Une fillette au nom de Meskerem écoute avec attention sa maitresse d’école. Elle est entourée de ses trente frères et sœurs et grignote avec délice un gros doigt de pied de Congolais. Friandise que lui a donné sa maman car elle avait été très sage.
-Les enfants ! Commença Madame Moungdoula. Aujourd’hui nous allons apprendre comment capturer avec facilité un Congolais bien dodu. La préparation du piège est essentielle. D’abord, vous creusez un grand trou dans le sable. Vous vous cachez derrière un rocher et vous vous mettez à imiter le cri de l’autruche.
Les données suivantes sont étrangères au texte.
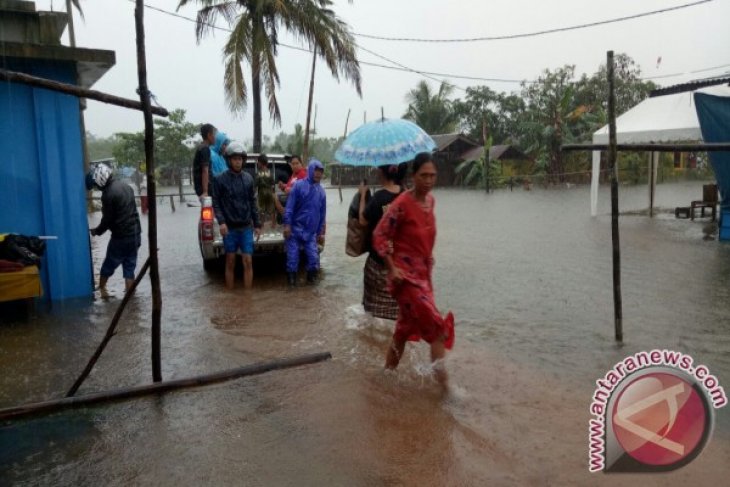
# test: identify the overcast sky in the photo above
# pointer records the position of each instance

Qui sait imiter le cri de l’autruche ?
Meskerem lève le doigt :
-Moimdamejecrilotruche ! S’exclame-t-elle en Idiome Gouloum gouloum, seule langue qu’elle maitrise parfaitement. Puis elle commence sont imitation « Grrrrpouettepouetteglouglouglouclacclacclac ! ». Le tout accompagné par des claquements de dents qui sont l’exacte représentation de la perfection.
-Excellent Meskerem, tu es vraiment douée !
Tous les enfants applaudissent et se mettent à parler l’autruche dans un vacarme infernal.
Meskerem se rassoit tranquillement, lève les yeux vers le ciel et avec un petit sourire aux lèvres pense que, plus tard, elle deviendra la meilleure chasseuse de Congolais au monde !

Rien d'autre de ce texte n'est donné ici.